At least 29 children enjoying an Easter weekend outing were among those killed when the suicide bomber struck in a busy park in Lahore, the power base of Prime Minister Nawaz Sharif. Pakistan is a majority-Muslim state but has a Christian population of more than two million.

Pope Francis condemned the attack as “hideous” and demanded that Pakistani authorities protect religious minorities.

On Tuesday, the park was deserted. The government closed all parks following the attack.

Most shops were closed after the Punjab government announced a three-day mourning period following the suicide bombing.

“Our government should beef up security and look after people. This was a sad incident. How uncertain is it that many people who came there for amusement were martyred (killed). It was not known which people came from where (city or town),” said Shakeel Ahmed, a resident of Lahore.

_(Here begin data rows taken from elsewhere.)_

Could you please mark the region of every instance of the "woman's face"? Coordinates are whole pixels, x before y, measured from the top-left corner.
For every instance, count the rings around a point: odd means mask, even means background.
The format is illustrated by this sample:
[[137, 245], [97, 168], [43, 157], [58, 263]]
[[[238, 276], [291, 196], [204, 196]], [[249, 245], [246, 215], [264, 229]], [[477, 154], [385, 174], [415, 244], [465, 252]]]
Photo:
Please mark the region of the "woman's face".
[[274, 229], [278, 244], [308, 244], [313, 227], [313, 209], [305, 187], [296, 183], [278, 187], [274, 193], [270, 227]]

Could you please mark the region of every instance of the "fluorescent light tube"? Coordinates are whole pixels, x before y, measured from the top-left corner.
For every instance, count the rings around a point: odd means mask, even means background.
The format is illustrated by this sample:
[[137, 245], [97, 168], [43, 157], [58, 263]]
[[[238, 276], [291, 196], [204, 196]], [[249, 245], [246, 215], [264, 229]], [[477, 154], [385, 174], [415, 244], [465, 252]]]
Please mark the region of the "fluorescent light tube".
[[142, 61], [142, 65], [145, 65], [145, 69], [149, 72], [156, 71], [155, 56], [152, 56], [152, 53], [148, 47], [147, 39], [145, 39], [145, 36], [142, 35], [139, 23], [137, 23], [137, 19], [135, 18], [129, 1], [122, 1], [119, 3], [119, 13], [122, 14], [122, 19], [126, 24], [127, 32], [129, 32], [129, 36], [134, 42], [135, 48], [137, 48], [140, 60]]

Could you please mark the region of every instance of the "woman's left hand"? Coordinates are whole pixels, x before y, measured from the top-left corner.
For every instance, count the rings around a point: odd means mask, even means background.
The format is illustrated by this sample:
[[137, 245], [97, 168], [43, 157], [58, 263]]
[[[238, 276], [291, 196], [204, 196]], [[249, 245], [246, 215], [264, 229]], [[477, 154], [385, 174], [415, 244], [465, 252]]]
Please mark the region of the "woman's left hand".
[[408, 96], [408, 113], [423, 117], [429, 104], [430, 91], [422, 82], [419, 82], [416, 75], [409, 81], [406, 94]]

Sunday’s suicide bombing at a public park was claimed by the Pakistani Taliban’s Jamaat-ur-Ahrar faction, which once declared loyalty to Islamic State. The group said it was targeting Christians.

The brutality of the attack, Jamaat-ur-Ahrar’s fifth bombing since December, reflects the movement’s attempts to raise its profile among Pakistan’s increasingly fractured Islamist militants.

It was Pakistan’s deadliest attack since the December 2014 massacre of 134 school children at a military-run academy in the city of Peshawar that prompted a government crackdown on Islamist militancy.

“Something must be done for this. Some solid steps must be taken, like terrorists should be replied with a befitting answer. They should be caught. We are being tyrannised,” said Mohammal Ajmal, a roadside food vendor.

Rescue services spokeswoman Deeba Shahnaz said at least 29 children, seven women and 34 men had been killed and about 340 people wounded, 25 of them in serious condition.

“I work at Sheikh Zaid hospital. We received many injured there. As far as government is concerned it is taking considerable measures but nobody can stop a suicide attack. We are with the families of those who were martyred. We feel the pain,” said Nadeem, a paramedic who works at Lahore’s Sheikh Zaid hospital.

Sharif visited the wounded in hospitals and described the attackers as a “coward enemy trying for soft targets”.

Claiming responsibility on Sunday for the attack on behalf of Jamaat-ur-Ahrar, spokesman Ehsanullah Ehsan issued a direct challenge to the government: “We want to send this message to Prime Minister Nawaz Sharif that we have entered Lahore.”

Military spokesman Gen. Asim Bajwa said intelligence agencies, the army and Rangers had already launched several raids around Punjab following the attack, arresting an unspecified number of suspects and recovering arms caches.

Security forces have killed and arrested hundreds of suspected militants under an earlier crackdown launched after the 2014 Peshawar school massacre. Militant violence eased, but groups retain the ability to launch devastating attacks.

Most militants, like the Pakistani Taliban, want to topple the government and introduce a strict version of Islamic law.